Waiting to feel better. Or worse.
Watching my elderly dad battle back from surgery only to learn his prostate cancer is now coursing through his bones has been a lesson in hope. Not in the sense he’s going to walk out of there, but in the sense that despite a grim prognosis, dad still has the will to live. He enjoys waking up and being engaged. He’s glad he’s alive.
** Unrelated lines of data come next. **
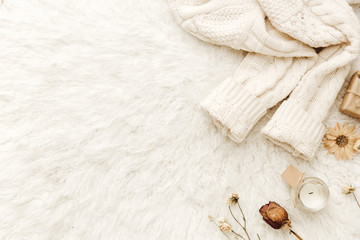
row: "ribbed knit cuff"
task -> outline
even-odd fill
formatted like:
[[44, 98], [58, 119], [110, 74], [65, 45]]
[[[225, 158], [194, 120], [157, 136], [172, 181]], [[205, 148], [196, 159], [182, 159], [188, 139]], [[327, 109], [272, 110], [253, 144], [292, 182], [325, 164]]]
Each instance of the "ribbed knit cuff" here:
[[231, 77], [214, 89], [201, 105], [222, 133], [235, 142], [242, 142], [267, 112], [254, 94]]
[[309, 161], [315, 157], [325, 127], [304, 109], [285, 101], [262, 129], [262, 133], [295, 157]]

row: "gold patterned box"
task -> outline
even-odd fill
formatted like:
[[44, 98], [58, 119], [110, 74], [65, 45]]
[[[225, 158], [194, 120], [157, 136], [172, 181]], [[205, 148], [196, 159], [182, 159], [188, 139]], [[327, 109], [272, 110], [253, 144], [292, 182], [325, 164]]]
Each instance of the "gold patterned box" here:
[[340, 111], [349, 116], [360, 118], [360, 71], [351, 77]]

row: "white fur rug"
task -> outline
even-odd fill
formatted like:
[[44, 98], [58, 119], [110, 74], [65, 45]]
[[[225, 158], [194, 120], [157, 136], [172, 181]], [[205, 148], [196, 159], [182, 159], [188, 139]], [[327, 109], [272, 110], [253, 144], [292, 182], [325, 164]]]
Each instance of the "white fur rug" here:
[[[207, 216], [239, 193], [252, 239], [295, 239], [263, 222], [269, 200], [306, 240], [360, 239], [360, 155], [304, 162], [265, 140], [223, 137], [199, 102], [244, 54], [176, 25], [165, 0], [4, 0], [0, 6], [0, 239], [225, 239]], [[360, 61], [353, 70], [360, 69]], [[327, 125], [359, 120], [338, 111]], [[330, 186], [295, 209], [295, 164]], [[359, 190], [360, 191], [360, 190]], [[360, 196], [360, 192], [358, 196]]]

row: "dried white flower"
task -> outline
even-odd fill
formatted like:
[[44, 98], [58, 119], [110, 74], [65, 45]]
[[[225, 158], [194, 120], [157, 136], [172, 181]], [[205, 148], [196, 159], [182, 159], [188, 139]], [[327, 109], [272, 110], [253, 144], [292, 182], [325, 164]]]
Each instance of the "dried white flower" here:
[[232, 193], [226, 198], [225, 202], [227, 205], [232, 206], [234, 204], [237, 204], [238, 201], [239, 201], [239, 195], [237, 195], [236, 193]]
[[356, 140], [354, 150], [360, 152], [360, 139]]
[[345, 185], [342, 188], [344, 194], [350, 194], [356, 190], [356, 188], [352, 185]]
[[217, 220], [218, 222], [218, 226], [220, 228], [221, 231], [223, 232], [230, 232], [231, 231], [231, 225], [229, 223], [229, 221], [226, 218], [219, 218]]

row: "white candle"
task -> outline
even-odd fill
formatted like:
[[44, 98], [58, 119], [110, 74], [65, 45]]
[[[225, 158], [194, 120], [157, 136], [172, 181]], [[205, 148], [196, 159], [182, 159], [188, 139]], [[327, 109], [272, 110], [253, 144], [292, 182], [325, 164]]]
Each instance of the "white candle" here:
[[319, 211], [323, 209], [329, 198], [326, 184], [318, 178], [305, 178], [299, 186], [298, 199], [306, 210]]

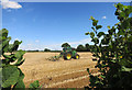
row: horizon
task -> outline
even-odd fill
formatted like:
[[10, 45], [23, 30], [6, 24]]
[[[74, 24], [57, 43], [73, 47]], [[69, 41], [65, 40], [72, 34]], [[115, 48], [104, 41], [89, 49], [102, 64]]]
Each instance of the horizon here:
[[[14, 8], [3, 4], [2, 29], [9, 30], [9, 36], [22, 41], [19, 49], [24, 50], [61, 50], [63, 43], [72, 47], [79, 44], [91, 44], [90, 36], [92, 15], [99, 20], [107, 33], [107, 26], [118, 22], [114, 15], [116, 2], [19, 2]], [[129, 2], [122, 4], [130, 5]]]

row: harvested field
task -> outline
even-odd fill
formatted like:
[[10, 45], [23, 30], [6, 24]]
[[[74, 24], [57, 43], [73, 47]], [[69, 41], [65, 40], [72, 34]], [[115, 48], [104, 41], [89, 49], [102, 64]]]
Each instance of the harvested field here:
[[91, 53], [78, 53], [80, 59], [46, 60], [58, 54], [26, 53], [25, 61], [20, 66], [25, 75], [25, 86], [38, 80], [43, 88], [82, 88], [89, 83], [87, 68], [90, 68], [94, 74], [98, 74], [98, 70], [95, 69], [96, 63], [91, 60]]

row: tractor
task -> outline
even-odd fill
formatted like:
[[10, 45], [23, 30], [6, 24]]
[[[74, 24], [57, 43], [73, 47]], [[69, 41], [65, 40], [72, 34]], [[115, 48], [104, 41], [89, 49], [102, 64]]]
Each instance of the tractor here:
[[79, 55], [75, 50], [75, 48], [72, 48], [70, 46], [64, 47], [61, 55], [65, 60], [79, 59]]
[[70, 60], [72, 58], [79, 59], [79, 55], [77, 54], [75, 48], [72, 48], [70, 46], [63, 47], [63, 50], [58, 56], [52, 56], [47, 59], [52, 61], [56, 61], [59, 60], [61, 57], [63, 57], [65, 60]]

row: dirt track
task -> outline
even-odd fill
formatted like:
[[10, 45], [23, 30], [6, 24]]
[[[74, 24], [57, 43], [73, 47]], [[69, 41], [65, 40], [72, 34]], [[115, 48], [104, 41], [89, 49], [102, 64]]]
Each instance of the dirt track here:
[[26, 53], [25, 61], [20, 67], [25, 75], [24, 82], [28, 87], [38, 80], [43, 88], [82, 88], [88, 86], [87, 68], [94, 68], [90, 53], [78, 53], [80, 59], [50, 61], [48, 58], [59, 53]]

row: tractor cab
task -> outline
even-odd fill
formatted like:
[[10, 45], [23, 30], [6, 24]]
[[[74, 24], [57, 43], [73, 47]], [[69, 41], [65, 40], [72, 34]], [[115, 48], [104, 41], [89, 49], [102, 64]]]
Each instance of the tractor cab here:
[[77, 54], [75, 48], [72, 48], [70, 46], [64, 47], [61, 55], [64, 57], [64, 59], [79, 59], [79, 55]]

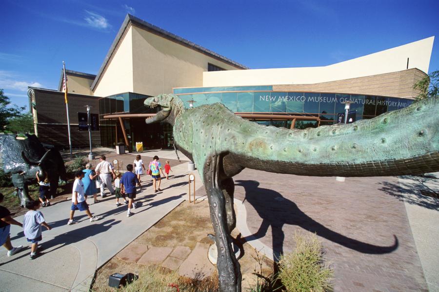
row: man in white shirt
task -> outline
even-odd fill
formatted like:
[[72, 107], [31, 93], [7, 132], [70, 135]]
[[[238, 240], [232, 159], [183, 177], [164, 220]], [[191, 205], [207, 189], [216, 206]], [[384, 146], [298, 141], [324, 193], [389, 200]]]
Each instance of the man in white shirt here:
[[72, 190], [72, 207], [70, 208], [70, 216], [67, 224], [71, 225], [78, 221], [73, 219], [75, 211], [85, 211], [85, 214], [90, 218], [90, 222], [93, 222], [102, 218], [101, 216], [93, 216], [90, 212], [88, 205], [85, 201], [85, 191], [84, 190], [84, 184], [82, 183], [82, 178], [84, 173], [79, 170], [75, 173], [75, 182], [73, 183], [73, 188]]
[[96, 173], [99, 175], [99, 177], [102, 180], [102, 184], [100, 185], [100, 196], [102, 197], [105, 197], [105, 194], [104, 193], [104, 188], [106, 186], [110, 191], [111, 195], [114, 195], [114, 189], [111, 185], [112, 175], [113, 177], [116, 177], [116, 174], [114, 173], [114, 168], [111, 163], [105, 161], [106, 158], [105, 156], [102, 155], [99, 158], [100, 161], [95, 170]]

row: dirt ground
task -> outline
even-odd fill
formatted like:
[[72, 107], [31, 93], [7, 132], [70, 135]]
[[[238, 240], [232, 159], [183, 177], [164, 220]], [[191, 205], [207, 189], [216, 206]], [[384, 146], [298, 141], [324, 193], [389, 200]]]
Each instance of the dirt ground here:
[[[213, 243], [207, 237], [208, 234], [213, 233], [206, 198], [202, 201], [197, 201], [195, 204], [193, 202], [183, 202], [138, 237], [134, 242], [149, 246], [174, 247], [184, 246], [193, 250], [197, 242]], [[232, 235], [235, 238], [240, 238], [240, 234], [236, 229], [232, 232]], [[256, 259], [258, 257], [257, 252], [250, 245], [246, 243], [243, 245], [240, 242], [238, 245], [240, 246], [241, 250], [243, 247], [244, 251], [243, 255], [239, 259], [244, 289], [253, 286], [256, 282], [257, 276], [255, 273], [261, 273], [265, 276], [271, 274], [273, 272], [273, 262], [260, 253], [259, 254], [260, 259], [258, 262]], [[97, 272], [92, 290], [97, 292], [116, 291], [116, 289], [108, 286], [110, 275], [115, 273], [138, 273], [145, 268], [142, 265], [127, 262], [115, 256]], [[166, 273], [166, 271], [163, 272]], [[213, 276], [216, 277], [217, 276], [214, 275]], [[216, 279], [208, 279], [209, 280], [216, 282]]]

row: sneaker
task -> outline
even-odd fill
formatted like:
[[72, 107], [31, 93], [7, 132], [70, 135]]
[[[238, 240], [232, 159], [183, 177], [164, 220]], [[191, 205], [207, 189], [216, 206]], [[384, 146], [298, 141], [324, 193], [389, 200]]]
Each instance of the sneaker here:
[[69, 220], [69, 222], [67, 222], [67, 225], [73, 225], [73, 224], [76, 224], [77, 223], [78, 223], [78, 220], [75, 220], [74, 219], [73, 220]]
[[13, 248], [10, 251], [8, 251], [8, 256], [12, 256], [13, 255], [21, 251], [22, 248], [22, 245], [19, 245], [18, 246], [15, 247], [15, 248]]
[[102, 216], [93, 216], [90, 218], [90, 222], [94, 222], [102, 219]]

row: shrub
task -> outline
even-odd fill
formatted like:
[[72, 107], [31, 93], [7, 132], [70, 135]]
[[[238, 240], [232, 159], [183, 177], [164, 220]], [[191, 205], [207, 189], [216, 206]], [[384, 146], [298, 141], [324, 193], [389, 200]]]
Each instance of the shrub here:
[[71, 163], [66, 166], [66, 171], [68, 173], [73, 173], [80, 170], [84, 166], [83, 165], [83, 157], [77, 155], [75, 156]]
[[305, 237], [295, 234], [297, 246], [281, 256], [279, 277], [287, 291], [322, 292], [332, 291], [333, 271], [323, 260], [323, 246], [316, 234]]
[[137, 292], [138, 291], [154, 291], [157, 292], [175, 292], [175, 288], [168, 286], [177, 283], [178, 274], [176, 272], [162, 273], [159, 268], [151, 266], [142, 270], [139, 279], [122, 287], [119, 291]]
[[3, 169], [0, 168], [0, 187], [12, 187], [12, 178], [10, 175], [4, 173]]

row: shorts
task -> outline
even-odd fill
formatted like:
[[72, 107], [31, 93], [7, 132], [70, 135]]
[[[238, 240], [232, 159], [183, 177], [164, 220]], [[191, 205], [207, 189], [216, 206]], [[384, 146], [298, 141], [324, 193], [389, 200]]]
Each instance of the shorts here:
[[33, 239], [29, 239], [29, 238], [26, 238], [27, 239], [28, 242], [32, 242], [32, 243], [38, 243], [39, 241], [41, 241], [42, 240], [42, 237], [41, 235], [40, 235], [36, 238], [34, 238]]
[[136, 193], [130, 193], [129, 194], [125, 194], [126, 196], [128, 197], [129, 199], [135, 199], [136, 198]]
[[11, 230], [11, 225], [8, 224], [4, 227], [0, 228], [0, 245], [3, 245], [6, 242], [9, 236], [9, 232]]
[[79, 202], [78, 203], [78, 205], [75, 205], [73, 203], [72, 203], [72, 207], [70, 208], [70, 210], [72, 211], [74, 211], [75, 210], [79, 210], [80, 211], [86, 211], [88, 210], [88, 205], [87, 204], [87, 202], [85, 202], [85, 201]]
[[125, 197], [125, 196], [122, 196], [122, 193], [120, 193], [120, 188], [116, 188], [116, 190], [114, 190], [114, 195], [116, 196], [117, 199], [121, 198], [122, 196]]
[[49, 187], [47, 186], [40, 186], [40, 197], [43, 201], [49, 198]]

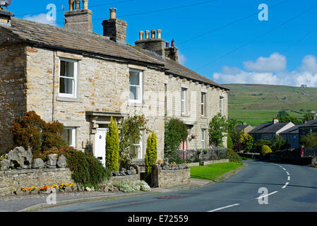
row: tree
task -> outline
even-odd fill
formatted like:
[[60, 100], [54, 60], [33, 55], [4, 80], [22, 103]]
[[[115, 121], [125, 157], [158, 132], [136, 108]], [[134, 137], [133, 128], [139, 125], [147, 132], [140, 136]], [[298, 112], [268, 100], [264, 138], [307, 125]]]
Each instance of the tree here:
[[224, 147], [223, 138], [228, 133], [229, 124], [222, 114], [217, 114], [209, 124], [209, 143], [219, 148]]
[[150, 134], [145, 153], [145, 174], [148, 177], [152, 172], [152, 165], [156, 163], [157, 160], [157, 136], [154, 131]]
[[275, 136], [272, 142], [272, 150], [275, 152], [279, 150], [287, 148], [287, 142], [280, 135]]
[[264, 145], [262, 147], [262, 155], [266, 155], [269, 153], [272, 153], [271, 148], [268, 145]]
[[254, 144], [254, 147], [256, 148], [256, 150], [258, 153], [261, 153], [261, 152], [262, 151], [262, 147], [264, 145], [271, 147], [272, 142], [266, 140], [258, 140]]
[[131, 156], [130, 155], [131, 147], [138, 143], [142, 137], [141, 131], [148, 132], [146, 127], [148, 120], [145, 116], [128, 117], [119, 124], [120, 133], [120, 157], [122, 165], [130, 165]]
[[171, 150], [179, 149], [183, 141], [189, 136], [189, 131], [185, 124], [179, 119], [169, 119], [165, 120], [165, 145], [167, 154]]
[[109, 131], [106, 140], [106, 164], [107, 168], [111, 172], [119, 171], [119, 129], [116, 121], [112, 117], [110, 119]]
[[242, 144], [243, 149], [248, 152], [250, 152], [253, 145], [253, 138], [250, 134], [244, 133], [241, 136], [241, 143]]
[[317, 133], [301, 137], [299, 143], [306, 148], [317, 148]]

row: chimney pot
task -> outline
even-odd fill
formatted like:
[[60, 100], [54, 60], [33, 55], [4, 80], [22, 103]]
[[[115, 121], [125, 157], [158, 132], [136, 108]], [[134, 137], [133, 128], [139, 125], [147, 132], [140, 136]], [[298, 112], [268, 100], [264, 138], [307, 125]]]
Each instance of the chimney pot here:
[[155, 30], [152, 30], [151, 31], [151, 39], [155, 39]]
[[83, 0], [83, 9], [88, 10], [88, 0]]
[[116, 8], [112, 8], [110, 10], [110, 19], [116, 19]]
[[145, 30], [145, 39], [150, 39], [150, 30]]
[[69, 0], [68, 3], [69, 3], [69, 11], [73, 11], [73, 6], [74, 6], [75, 0]]
[[140, 34], [140, 40], [143, 40], [143, 33], [144, 32], [143, 30], [140, 31], [139, 34]]
[[76, 10], [80, 9], [80, 0], [76, 0]]
[[157, 39], [158, 40], [162, 39], [162, 30], [160, 29], [157, 30]]

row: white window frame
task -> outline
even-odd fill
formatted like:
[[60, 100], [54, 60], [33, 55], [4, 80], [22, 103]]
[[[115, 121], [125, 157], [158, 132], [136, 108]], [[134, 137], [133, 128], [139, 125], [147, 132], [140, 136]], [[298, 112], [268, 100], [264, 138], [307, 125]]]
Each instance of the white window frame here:
[[[65, 127], [64, 130], [71, 130], [71, 144], [69, 144], [69, 146], [76, 148], [76, 127]], [[68, 141], [65, 141], [68, 143]]]
[[[70, 77], [61, 76], [61, 61], [66, 61], [73, 63], [73, 94], [66, 94], [66, 93], [61, 93], [61, 78], [66, 78], [66, 79], [72, 79]], [[71, 97], [71, 98], [77, 98], [77, 79], [78, 79], [78, 61], [70, 59], [59, 59], [59, 96], [62, 97]]]
[[138, 159], [143, 159], [143, 131], [141, 131], [141, 136], [140, 138], [140, 142], [136, 144], [133, 144], [133, 146], [138, 147]]
[[207, 93], [202, 92], [201, 93], [201, 97], [203, 100], [203, 102], [201, 102], [201, 107], [203, 107], [203, 112], [201, 112], [201, 116], [202, 117], [205, 117], [206, 116], [206, 113], [207, 113], [207, 105], [206, 105], [206, 100], [207, 100]]
[[203, 147], [203, 150], [205, 149], [205, 129], [201, 130], [201, 145]]
[[[139, 73], [139, 81], [140, 81], [140, 84], [139, 85], [130, 85], [130, 71], [133, 71], [133, 72], [137, 72]], [[128, 95], [128, 100], [129, 102], [131, 103], [138, 103], [138, 104], [141, 104], [142, 103], [142, 100], [143, 100], [143, 71], [140, 71], [140, 70], [136, 70], [136, 69], [130, 69], [129, 70], [129, 84], [128, 84], [128, 92], [129, 92], [129, 95]], [[138, 94], [138, 97], [139, 97], [139, 100], [131, 100], [130, 99], [130, 87], [139, 87], [139, 94]]]
[[[181, 88], [181, 113], [182, 114], [186, 114], [187, 113], [187, 90], [186, 88]], [[184, 92], [184, 97], [183, 99], [183, 92]], [[184, 106], [184, 111], [183, 111], [183, 106]]]
[[220, 114], [223, 114], [223, 100], [224, 97], [220, 97], [220, 102], [219, 102], [219, 105], [220, 105]]

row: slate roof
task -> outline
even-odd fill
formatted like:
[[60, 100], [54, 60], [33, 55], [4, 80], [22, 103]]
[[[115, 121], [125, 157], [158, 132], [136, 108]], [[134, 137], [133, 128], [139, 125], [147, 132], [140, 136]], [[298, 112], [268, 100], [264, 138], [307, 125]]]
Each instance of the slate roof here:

For a while it was iffy. The recovery from the surgery to his spine was so difficult that we all wondered if, in hindsight, it was the best course.
Almost two months out, the reality of the diagnosis is settling in. I come and go to visit; he stays. It doesn’t get any easier, leaving dad behind.
“I walked 50 feet in the wheelchair Friday,” he boasted Saturday morning. “I think my arms are getting stronger.” By walking, he means propelling the chair.
When it comes to physical prowess, pride still gets the better part of dad, even when he’s just a shadow of his former self.
He’s never really accepted aging over 88 years. It’s only recently, January in fact, that he’s begun to reassess his tennis skills.
We were watching the Australian Open from his hospital bed when he said, “My serve never came close to Novak’s,” the champion who can serve at 130 mph. The average male’s serve is 70 mph. Mind you, dad never played tennis competitively. His was more of the backyard variety.
During such conversations I keep quiet. Let him boast. Heck, he could work me into the ground any day.
Dad spent his life discerning the truth. Once again, he hit the mark. But, it takes one to know one.